Und ja: ein Sandkorn im Getriebe gefährdet den Erfolg, gleich, wo es lagert. Nehmen wir das Thema Kompression als Beispiel, weil es auch das ist, zu dem die Jenaer Wundexpertin beim 1. Nürnberger Wundkongress einen eigenen Workshop anleiten wird. Titel: “Schief gewickelt – nicht mit uns!“ Mit der Kompression, sagt Carina Hansmann und spricht aus all ihren Berufsjahren Erfahrung als Krankenschwester und Pflegefachkraft und -spezialistin, ist das oft so eine Sache: Die Verbände werden als extrem lästig empfunden, sie drücken, jucken, sind gerade im Sommer unerträglich warm, man kommt damit nicht in die Schuhe … „Patienten, die keine Kompression wollen, haben tausend Ausreden. Für den ambulanten Pflegedienst ist das nicht leicht, schließlich muss man hier auch morgen wieder einen Fuß über die Schwelle setzen.“

Wie bei Frau – nennen wir sie hier – Müller, einer Dame von über 80 Jahren, die wieder und wieder ohne Kompressionsverband zur Sprechstunde ins Wundzentrum kam. Aber immer mit einem plausiblen Grund. Oder was sie dafür hielt. Bis Carina Hansmann, die ohnehin stets jeden ihrer Handgriffe geduldig erläutert, in der Überzeugung, „es wird zu wenig mit den Patienten besprochen, warum, wieso, weshalb“, zu einem ausführlichen Vortrag über die Funktionsweise des menschlichen Gefäßsystems, die Venenmuskelpumpe und den antagonistischen Imperativ des Kompressionsverbandes ausholte. Mit Erfolg. „Die Patientin hat die Strümpfe akzeptiert und ihre Beine konnten heilen.“

Andererseits: Viele Pflegedienste trauen sich nicht, den Verband so straff zu wickeln, wie es richtig wäre, weiß die zertifizierte Wundexpertin. Vielleicht aus Furcht, den Patienten weh zu tun. Wie es in ihrer Ausbildung zur Wundmanagerin von Zeit zu Zeit gefordert war, in kurzen Hosen zu erscheinen, leitet Carina Hansmann heute in ihren eigenen Workshops die Teilnehmer an, das Verfahren gegenseitig zu üben und zugleich am eigenen Leib zu erfahren.
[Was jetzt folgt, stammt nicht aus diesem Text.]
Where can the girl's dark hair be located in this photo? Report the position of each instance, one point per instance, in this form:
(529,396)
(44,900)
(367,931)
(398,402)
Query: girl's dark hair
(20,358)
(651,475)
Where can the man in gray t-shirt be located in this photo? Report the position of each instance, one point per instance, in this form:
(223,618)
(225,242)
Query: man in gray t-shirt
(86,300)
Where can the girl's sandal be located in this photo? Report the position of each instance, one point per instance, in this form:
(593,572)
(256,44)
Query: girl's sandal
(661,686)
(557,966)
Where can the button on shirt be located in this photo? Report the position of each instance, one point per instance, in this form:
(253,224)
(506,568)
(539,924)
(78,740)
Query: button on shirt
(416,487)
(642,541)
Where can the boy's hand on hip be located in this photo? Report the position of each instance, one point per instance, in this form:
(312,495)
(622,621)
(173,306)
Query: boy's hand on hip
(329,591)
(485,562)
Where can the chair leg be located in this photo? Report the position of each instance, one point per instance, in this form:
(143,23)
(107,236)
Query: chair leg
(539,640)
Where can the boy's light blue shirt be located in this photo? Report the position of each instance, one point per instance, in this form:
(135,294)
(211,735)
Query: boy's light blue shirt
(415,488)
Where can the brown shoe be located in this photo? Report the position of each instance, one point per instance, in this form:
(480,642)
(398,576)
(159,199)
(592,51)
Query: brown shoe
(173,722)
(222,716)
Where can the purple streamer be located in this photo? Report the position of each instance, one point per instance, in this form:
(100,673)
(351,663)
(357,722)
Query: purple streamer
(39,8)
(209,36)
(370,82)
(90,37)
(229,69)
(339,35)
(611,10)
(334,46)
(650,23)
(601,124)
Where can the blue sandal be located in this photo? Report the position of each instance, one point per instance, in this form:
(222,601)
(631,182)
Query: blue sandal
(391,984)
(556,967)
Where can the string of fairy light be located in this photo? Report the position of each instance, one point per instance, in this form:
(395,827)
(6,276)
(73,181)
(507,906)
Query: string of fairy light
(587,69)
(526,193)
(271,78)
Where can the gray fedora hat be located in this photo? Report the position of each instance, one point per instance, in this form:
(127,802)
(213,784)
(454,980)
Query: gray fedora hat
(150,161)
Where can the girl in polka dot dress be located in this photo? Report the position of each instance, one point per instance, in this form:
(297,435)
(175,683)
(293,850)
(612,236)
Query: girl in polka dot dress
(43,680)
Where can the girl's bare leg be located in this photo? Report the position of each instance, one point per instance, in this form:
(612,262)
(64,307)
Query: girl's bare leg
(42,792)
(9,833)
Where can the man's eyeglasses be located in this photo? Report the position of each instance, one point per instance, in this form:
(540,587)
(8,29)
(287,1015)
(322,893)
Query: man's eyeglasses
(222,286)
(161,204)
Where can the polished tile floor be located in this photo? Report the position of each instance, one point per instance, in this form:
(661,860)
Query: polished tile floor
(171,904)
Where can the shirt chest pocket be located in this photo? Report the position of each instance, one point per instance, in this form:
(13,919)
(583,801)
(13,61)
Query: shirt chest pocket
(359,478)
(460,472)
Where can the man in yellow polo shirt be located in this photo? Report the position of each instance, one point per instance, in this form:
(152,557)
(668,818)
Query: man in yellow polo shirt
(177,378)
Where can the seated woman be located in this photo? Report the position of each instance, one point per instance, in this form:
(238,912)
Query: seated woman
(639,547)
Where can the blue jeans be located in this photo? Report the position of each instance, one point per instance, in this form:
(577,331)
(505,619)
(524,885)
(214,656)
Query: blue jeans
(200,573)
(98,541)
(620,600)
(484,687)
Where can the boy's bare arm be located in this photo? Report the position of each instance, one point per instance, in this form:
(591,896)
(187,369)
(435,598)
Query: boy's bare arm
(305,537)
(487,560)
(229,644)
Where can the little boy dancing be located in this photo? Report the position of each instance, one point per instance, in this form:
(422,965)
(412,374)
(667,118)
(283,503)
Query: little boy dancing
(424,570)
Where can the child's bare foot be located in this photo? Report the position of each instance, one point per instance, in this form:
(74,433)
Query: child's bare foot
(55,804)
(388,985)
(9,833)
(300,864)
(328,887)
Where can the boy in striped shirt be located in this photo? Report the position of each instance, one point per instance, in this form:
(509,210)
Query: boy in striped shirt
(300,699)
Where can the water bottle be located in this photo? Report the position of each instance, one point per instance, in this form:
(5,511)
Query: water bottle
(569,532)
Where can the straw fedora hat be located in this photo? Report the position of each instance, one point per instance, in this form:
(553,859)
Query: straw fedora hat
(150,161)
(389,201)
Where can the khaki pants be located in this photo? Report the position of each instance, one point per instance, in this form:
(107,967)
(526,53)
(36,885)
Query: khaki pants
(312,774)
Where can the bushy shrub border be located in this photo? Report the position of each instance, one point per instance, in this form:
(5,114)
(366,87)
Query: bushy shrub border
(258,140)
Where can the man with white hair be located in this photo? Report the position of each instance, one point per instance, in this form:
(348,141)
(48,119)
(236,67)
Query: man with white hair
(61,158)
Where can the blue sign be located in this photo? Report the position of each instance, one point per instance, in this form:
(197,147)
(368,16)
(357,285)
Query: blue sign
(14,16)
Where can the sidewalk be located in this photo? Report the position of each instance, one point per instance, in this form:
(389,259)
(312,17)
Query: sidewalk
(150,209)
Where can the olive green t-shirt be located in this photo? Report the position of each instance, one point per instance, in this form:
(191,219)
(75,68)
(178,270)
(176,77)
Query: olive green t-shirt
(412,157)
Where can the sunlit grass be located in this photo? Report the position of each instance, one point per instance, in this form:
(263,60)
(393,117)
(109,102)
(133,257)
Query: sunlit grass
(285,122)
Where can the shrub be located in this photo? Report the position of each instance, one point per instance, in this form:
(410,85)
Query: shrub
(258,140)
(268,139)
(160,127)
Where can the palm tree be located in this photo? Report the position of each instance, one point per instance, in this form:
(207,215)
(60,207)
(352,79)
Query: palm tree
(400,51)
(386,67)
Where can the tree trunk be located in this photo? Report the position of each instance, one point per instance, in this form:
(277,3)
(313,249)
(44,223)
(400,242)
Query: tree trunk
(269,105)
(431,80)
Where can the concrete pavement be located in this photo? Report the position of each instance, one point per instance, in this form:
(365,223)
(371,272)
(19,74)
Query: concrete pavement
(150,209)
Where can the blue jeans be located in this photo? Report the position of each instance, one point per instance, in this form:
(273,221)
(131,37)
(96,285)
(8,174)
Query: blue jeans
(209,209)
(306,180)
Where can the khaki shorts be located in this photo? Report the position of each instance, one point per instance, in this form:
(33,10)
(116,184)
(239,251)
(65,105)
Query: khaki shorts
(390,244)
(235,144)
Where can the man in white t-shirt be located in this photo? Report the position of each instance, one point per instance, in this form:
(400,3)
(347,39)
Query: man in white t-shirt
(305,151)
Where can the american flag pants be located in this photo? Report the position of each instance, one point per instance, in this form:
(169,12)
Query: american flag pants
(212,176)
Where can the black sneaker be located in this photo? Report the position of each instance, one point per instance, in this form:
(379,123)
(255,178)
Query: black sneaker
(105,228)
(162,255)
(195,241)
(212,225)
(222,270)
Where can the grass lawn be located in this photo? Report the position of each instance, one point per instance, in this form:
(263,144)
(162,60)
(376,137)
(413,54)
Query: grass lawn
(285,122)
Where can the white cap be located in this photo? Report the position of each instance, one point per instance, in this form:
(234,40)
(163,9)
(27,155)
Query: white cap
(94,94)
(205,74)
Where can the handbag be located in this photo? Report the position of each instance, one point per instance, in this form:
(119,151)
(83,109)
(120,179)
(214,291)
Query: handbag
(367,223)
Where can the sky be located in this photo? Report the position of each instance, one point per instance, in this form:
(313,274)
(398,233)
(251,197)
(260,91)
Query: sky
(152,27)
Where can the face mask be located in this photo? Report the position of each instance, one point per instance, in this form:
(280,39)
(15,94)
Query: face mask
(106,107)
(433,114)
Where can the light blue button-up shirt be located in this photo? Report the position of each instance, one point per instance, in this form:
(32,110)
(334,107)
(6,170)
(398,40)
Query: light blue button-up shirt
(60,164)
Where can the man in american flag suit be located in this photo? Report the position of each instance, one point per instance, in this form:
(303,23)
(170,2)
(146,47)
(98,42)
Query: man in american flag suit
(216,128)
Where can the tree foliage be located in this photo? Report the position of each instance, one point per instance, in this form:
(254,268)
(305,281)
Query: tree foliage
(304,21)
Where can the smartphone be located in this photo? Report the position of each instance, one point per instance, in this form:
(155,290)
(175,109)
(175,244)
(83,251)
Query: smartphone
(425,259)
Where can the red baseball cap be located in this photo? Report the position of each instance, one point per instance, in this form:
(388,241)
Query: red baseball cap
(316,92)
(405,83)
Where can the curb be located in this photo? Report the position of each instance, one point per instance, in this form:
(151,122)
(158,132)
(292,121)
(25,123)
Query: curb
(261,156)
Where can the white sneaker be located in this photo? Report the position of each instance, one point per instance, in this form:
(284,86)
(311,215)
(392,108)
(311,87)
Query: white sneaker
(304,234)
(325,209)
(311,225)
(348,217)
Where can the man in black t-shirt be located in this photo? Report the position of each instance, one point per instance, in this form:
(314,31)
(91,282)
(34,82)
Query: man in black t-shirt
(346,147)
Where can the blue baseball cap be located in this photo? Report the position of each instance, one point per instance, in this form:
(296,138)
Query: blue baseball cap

Befremdlich wirkt das manchmal zunächst auf die, die doch als “gestandene“ Pflegekräfte vor ihr sitzen. „Das habe ich aber anders gelernt“, den Satz hört Carina Hansmann in solchen Seminaren immer wieder. Und sieht doch tagtäglich an ihren Patienten, was eine wirklich gute Kompression bewirken kann.

Die Erfahrung gibt ihr Recht. Wundversorgung, das war eben immer schon ihr Thema.